[For the entire collection see Zbl 0707.00016.]
This paper deals with interface operators in boundary-value problems: how to define them and how to use them to derive numerical approximations based on domain decomposition approaches.
When matching a partial differential equations set in adjoining subregions of a given physical domain, the interface operators ensure the fulfillment of transmission conditions between the different solutions. It is thus possible to reduce the overall boundary-value problem into a subproblem depending solely on the trace of the solution upon the interface. Once the solution of such a problem is available, the original solution can be reconstructed through the solution of independent boundary-value problems within each subregion.
The keystep is then how to solve effectively the interface problem, which, for linear boundary-value problems, is nothing but a linear system for the so-called capacitance matrix (the finite dimensional counterpart of the interface operator).
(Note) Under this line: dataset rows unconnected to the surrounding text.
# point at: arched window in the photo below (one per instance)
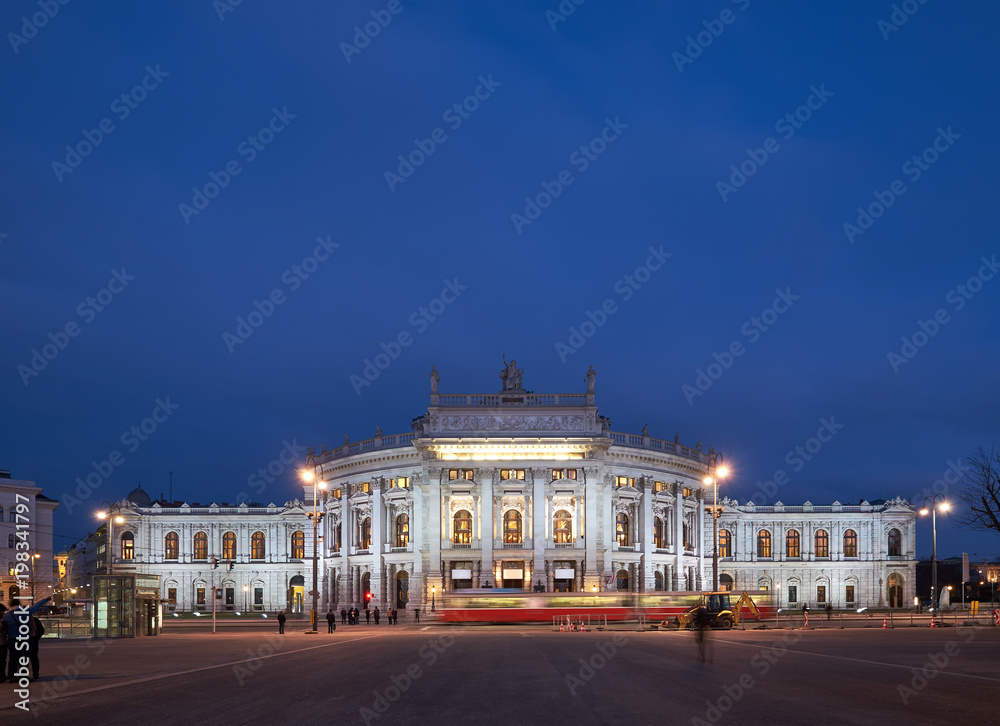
(622, 531)
(562, 527)
(462, 532)
(128, 546)
(822, 543)
(512, 527)
(895, 543)
(850, 543)
(200, 546)
(402, 530)
(792, 544)
(229, 546)
(365, 540)
(725, 543)
(298, 545)
(257, 548)
(763, 543)
(171, 546)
In this paper the interface operators (also known as Steklov-Poincaré operators) are introduced for several types of problems (elliptic equations, Stokes system, generalized Stokes system). Some of their relevant properties are presented. From the numerical point of view, as the capacitance matrix turns out to be ill-conditioned, suitable preconditioners are necessary to speed up the convergence of any iterative method one is interested to apply. Here, optimal preconditioners are obtained after the capacitance matrix is split into terms attributable to the different subregions; the effectiveness of several gradient-like iterations on the preconditioned matrix is then analyzed. Finally, an iteration-by-subdomains interpretation of the above methods is furnished.